Our studies also demonstrated that neither AR gene amplification nor rearrangement were required for AR-V7 RNA splicing. Although VCaP cells have amplification of the AR gene, no such genetic aberrance is not reported in LN95 cells. However, LN95 cells express comparable AR-V7 RNA levels. Regardless of AR gene amplification, suppression of the AR gene transcription rate or RNA silencing of splicing factors reduced AR-V7 splicing in both LN95 and VCaP cells. In VCaP, LNCaP and LN(AI) cells, AR-V7 RNA levels were repressed by DHT treatment (Fig.1). Particularly, AR-V7 RNA levels in VCaP cells can be reversibly regulated by DHT or MDV treatment within 24 hours (Fig.2). These results indicate that AR gene amplification does not attribute to AR-V7 splicing. Rather AR gene amplification magnifies the levels of all transcripts by the AR gene, supporting VCaP cells as an ideal model to study alternative RNA splicing events of the AR gene. Interestingly, both castration resistant LN(AI) and LN95 cells express high levels of AR-V7 than their parent LNCaP cells, supporting the hypothesis that generation of AR-V7 contributes to CRPC progression.

An intragenic AR gene rearrangement was reported contributing to AR-V7 RNA synthesis in 22Rv1 cells (42).

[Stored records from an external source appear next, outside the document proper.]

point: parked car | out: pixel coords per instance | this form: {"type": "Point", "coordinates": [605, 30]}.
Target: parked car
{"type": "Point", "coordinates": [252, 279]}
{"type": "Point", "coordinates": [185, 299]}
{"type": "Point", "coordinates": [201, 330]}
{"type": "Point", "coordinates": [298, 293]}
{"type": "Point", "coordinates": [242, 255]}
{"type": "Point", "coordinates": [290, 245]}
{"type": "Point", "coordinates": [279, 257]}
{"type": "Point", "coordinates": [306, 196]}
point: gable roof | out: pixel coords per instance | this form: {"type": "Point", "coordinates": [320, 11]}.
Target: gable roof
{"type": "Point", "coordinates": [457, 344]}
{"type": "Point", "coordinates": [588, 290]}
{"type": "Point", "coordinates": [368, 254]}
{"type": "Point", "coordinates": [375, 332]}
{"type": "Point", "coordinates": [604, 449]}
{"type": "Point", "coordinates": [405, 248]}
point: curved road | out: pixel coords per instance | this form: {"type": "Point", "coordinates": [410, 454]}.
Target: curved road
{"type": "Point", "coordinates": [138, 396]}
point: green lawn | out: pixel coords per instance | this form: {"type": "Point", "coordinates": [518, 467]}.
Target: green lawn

No such gene rearrangement was noted in VCaP or castration-resistant LN(AI) and LN95 cells (35). It could be possible that similar genomic disruption may exist in some other PCa cells. However, AR-V7 mRNA synthesis still requires the removal of intron sequences through the RNA splicing process. RNA splicing factors still need to recognize and excise the 3’ss, and ligate the exon 3 with exon 3B. This enzymatic reaction will depend on active AR gene transcription to create a permissible environment and recruitment of splicing factors to AR pre-mRNA. Our data showed that changes in recruitment of U2AF65 and ASF/SF2 occurred within 2 hours of MDV treatment (Fig.6D). Enhanced AR-V7 RNA levels by MDV can be lowered within hours by subsequent DHT treatment (Fig.2A-B), indicating AR-V7 RNA splicing is a dynamic and reversible process.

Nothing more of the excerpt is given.